Désopilant fiston,
Acolytes au diapason.
Ainsi privée de certaines soirées pourtant programmées,
Lulu s’est vue comblée par «La Mouche» fort heureusement épargnée par ces vicissitudes.
Bienvenue dans l’univers « Deschiens ».
Sous les murs décrépis des Bouffes du Nord la scénographie d’Audrey Vuong ne pouvait mieux trouver place.
Sur un terrain vague, quelques pousses rabougries se révèlent être un improbable potager d’où émergent, malicieux, deux nains de jardin.
A cour, une modeste roulotte préhistorique, coque de plastique déglinguée, dépourvue de porte. De vieux tissus et un bout de barrière extensible en ferment l’accès. A l’intérieur, vestiges de la modernité des années soixante, un téléphone à fil et un transistor apportent leur note de confort.
Voici la coquette maison d’Odette, Christine Murillo .
A jardin, un hangar vermoulu avec son rideau de fer sonore sert de chambre, plutôt de laboratoire, à Robert, Christian Hecq.
Rétif au travail, il consacre tout son temps à ses recherches «scientifiques»: la téléportation.
Vous l’aurez compris, les complices de «Vingt mille lieues sous les mers»( Lulu d’Or en 2016) ont trouvé ici une nouvelle source à leur inspiration débridée, loufoque et poétique.
Expériences toutes aléatoires et manquées, multiplication des cobayes sacrifiés, cocasse scène de cueillette dans le potager, inénarrable apéritif de présentation avec une fiancée potentielle, fausse oie blanche revenue au village, constituent autant de prétextes comiques pour nos auteurs passés maîtres en la matière.
A la suite la disparition de la chienne Charlie, la « volatilisation » de Marie-Pierre au cours de l’expérience de téléportation interrompue par un court-circuit provoqué par maman, déclenchera une enquête policière.
Désespérément à la recherche de sa bien-aimée, Robert au cours de ses tentatives se transformera en insecte géant à cause d’une mouche enfermée avec lui dans l’habitacle.
Christine Murillo, au sommet de son art, est une Odette hors-pair.
Blouse bleue, cardigan canari, petites lunettes rondes sur le bout du nez et perruque brune prestement posée sur sa touffe blanche bouclée à chaque visite, imposante d’embonpoint envahissant, elle déploie une stupéfiante aisance dans l’espace minuscule de sa roulotte, confond de crédulité, cancane avec délectation, fait montre de fausse autorité comme elle joue avec douceur de la persuasion auprès de son rejeton, affiche avec toute la maladresse voulue une complicité coupable auprès de l’inspecteur.
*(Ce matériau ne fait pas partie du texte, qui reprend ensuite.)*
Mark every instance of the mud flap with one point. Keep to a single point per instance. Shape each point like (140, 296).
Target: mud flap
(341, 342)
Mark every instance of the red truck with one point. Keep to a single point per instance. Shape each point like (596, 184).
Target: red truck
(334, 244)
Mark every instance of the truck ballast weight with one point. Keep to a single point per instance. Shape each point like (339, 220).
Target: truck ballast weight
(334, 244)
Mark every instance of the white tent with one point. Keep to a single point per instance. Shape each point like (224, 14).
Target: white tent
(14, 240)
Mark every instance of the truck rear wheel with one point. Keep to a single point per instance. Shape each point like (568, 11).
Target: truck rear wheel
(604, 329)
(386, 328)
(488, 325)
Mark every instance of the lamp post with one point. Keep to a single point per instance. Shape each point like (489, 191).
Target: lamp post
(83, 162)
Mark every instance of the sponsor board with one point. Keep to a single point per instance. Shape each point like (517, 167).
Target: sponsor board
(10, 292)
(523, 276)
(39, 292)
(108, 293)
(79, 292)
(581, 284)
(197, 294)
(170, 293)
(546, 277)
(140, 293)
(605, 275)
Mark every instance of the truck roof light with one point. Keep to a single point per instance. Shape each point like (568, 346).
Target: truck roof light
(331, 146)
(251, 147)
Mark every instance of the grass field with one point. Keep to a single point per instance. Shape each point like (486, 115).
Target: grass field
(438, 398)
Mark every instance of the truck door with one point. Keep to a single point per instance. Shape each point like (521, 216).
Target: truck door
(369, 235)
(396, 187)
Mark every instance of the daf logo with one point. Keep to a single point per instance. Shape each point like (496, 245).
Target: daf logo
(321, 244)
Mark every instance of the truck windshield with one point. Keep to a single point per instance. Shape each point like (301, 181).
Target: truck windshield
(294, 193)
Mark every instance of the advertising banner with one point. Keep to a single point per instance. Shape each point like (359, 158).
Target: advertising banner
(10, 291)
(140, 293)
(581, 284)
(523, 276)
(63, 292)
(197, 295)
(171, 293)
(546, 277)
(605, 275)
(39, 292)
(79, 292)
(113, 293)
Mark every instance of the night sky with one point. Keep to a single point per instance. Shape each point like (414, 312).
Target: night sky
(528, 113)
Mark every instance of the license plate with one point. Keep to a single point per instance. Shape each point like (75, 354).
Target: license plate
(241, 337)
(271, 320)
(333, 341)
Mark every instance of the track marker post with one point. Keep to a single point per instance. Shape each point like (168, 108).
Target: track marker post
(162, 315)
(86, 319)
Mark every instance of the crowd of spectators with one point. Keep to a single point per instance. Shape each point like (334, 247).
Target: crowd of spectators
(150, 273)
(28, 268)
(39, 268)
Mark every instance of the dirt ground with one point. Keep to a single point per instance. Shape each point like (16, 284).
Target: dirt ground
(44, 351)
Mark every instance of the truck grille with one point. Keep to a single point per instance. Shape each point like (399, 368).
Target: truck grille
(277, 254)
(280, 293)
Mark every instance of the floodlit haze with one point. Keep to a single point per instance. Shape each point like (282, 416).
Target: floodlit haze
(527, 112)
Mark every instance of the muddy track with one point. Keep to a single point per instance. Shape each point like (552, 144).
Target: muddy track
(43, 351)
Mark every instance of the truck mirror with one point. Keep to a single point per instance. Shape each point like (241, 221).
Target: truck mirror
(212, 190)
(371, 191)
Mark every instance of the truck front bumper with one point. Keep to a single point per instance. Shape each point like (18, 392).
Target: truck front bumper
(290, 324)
Tempérament authentique, tout en rondeurs rebondies, savoureuse sans faiblir, pas une de ses répliques qui ne soit une perfection d’interprétation.
Christian Hecq n’a rien perdu de son inénarrable talent burlesque .
Sommet du crâne dégarni, cheveu éclaircis et ébouriffés, spectaculaire, sa silhouette singulière se métamorphose dans un inépuisable registre de poses toujours inattendues, se désarticule d’une courbe à son contraire, se déhanche, se tortille, tressaute, sautille, démarche saccadée ou traînante, danse étranges, poses incongrues. Son visage aussi mobile, menton, bouche langue sont pour lui d’autres accessoires qui lui confèrent d’inimitables mimiques. Rébarbatif ou enjôleur, colérique ou concentré, il déploie aussi une inventivité de génie.
A côté de ces deux géants de la scène, saluons les partenaires à la hauteur :
Valérie Lessort, Marie-Pierre, aussi metteur en scène du spectacle, perruque crêpée, soquettes blanches, et rose à lèvres bonbon, est une irrésistible bécasse crédule au sourire béat.
et Stephan Wojtowicz en inspecteur Langelaan, faussement débonnaire, persévérant, insidieux, porté sur la Suze, et graveleux. Ses attitudes, mimiques et intonations sont au diapason de son personnage et de ses partenaires.
Après «YES» délicieuse comédie musicale satirique des années folles de Maurice Yvain et Albert Willemetz, interprétée par la Compagnie des Brigands, vue juste avant qu’elle ne quitte l’affiche de l’Athénée mais que je tenais à citer,
Rien de mieux que ces bourdonnements de «La Mouche» pour égayer la morosité ambiante.
Un bijou visuel et comique du plus bel éclat.